1001Philosophers

Ibn Khaldun Quotes on Politics

Ibn Khaldun’s Muqaddimah (Introduction, 1377) — the prologue to the universal history Kitāb al-ʿIbar — gave classical Islamic political philosophy its most ambitious sociological-historical analysis of the rise and fall of dynasties. The central concept of asabiyya (group feeling, social cohesion) frames the cyclical analysis through which a tribally cohesive periphery overthrows a softened urban center, founds a new dynasty, urbanizes, weakens, and is overthrown in turn by the next cohesive periphery — with the corresponding analysis of the economic, religious, and intellectual conditions through which each phase unfolds supplying the principal classical Islamic statement of historical sociology. The framework, recovered for European scholarship in the nineteenth century, shaped subsequent comparative-historical sociology through Toynbee, Gellner, and the broader contemporary engagement with Islamic political thought.

Quotes

  • Attributed to Ibn Khaldun:

    “The vanquished always want to imitate the victor in his distinctive marks, his dress, his occupation, and all his other conditions and customs.”

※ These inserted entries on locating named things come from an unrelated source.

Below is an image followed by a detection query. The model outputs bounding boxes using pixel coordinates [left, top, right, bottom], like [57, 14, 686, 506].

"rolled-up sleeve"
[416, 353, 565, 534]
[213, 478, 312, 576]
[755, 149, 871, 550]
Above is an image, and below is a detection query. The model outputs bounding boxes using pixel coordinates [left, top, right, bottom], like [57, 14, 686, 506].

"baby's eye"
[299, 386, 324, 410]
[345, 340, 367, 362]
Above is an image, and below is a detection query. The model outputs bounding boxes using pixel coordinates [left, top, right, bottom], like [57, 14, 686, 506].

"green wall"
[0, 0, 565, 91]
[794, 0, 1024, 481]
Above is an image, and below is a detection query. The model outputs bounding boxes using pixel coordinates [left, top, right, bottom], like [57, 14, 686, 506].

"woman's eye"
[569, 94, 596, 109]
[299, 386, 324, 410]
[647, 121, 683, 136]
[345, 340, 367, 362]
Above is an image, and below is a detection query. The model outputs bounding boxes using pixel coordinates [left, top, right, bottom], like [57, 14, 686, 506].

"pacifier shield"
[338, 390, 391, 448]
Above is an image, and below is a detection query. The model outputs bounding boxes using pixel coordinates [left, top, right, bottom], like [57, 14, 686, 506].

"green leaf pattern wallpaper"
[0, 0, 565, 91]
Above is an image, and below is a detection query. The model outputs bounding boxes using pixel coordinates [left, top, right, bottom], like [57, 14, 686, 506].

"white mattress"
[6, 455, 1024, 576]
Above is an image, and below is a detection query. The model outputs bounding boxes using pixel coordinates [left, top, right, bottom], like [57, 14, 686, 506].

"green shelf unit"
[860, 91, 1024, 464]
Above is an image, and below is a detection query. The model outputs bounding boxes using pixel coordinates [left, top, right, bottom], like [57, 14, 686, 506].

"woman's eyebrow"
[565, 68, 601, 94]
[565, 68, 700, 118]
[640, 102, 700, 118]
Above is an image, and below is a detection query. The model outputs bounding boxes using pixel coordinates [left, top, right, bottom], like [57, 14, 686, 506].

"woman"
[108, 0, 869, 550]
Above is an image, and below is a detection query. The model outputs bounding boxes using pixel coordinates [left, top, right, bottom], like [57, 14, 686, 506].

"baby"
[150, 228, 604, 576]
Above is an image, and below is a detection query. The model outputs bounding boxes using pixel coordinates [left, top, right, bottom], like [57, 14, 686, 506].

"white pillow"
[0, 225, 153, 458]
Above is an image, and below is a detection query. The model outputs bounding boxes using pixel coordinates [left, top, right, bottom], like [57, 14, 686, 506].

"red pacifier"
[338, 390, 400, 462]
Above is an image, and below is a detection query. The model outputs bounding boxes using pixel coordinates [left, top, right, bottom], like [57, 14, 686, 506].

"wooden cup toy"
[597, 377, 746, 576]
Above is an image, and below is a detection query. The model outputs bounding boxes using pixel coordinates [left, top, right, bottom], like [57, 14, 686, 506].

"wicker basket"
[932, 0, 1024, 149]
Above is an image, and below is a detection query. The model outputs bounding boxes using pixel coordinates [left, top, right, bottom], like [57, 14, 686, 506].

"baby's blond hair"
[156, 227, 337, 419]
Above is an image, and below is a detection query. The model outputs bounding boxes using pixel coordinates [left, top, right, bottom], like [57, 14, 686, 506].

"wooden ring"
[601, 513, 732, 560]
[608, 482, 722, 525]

  • Attributed to Ibn Khaldun:

    “Civilization both begins and ends with desert living.”

  • Attributed to Ibn Khaldun:

    “When civilization reaches the limit of luxury and ease, it begins to decay.”

  • Attributed to Ibn Khaldun:

    “Differences of conditions among people are the result of the different ways in which they make their living.”

  • Attributed to Ibn Khaldun:

    “History is a science, and its subject is the human social organization.”

  • Attributed to Ibn Khaldun:

    “A scholar's relationship to politics and politicians is like that of a lamb to a wolf.”

  • “The only people who accept slavery are the Negroes, owing to their low degree of humanity and proximity to the animal stage. Other persons who accept the status of slave do so as a means of attaining high rank, or power, or wealth, as is the case with the Mameluke Turks in the East and with those Franks and Galicians who enter the service of the state [in Spain].”

    As quoted in Bernard Lewis , Race and Color in Islam, Harper and Row, 1970, quote on page 38. The brackets are displayed by Lewis.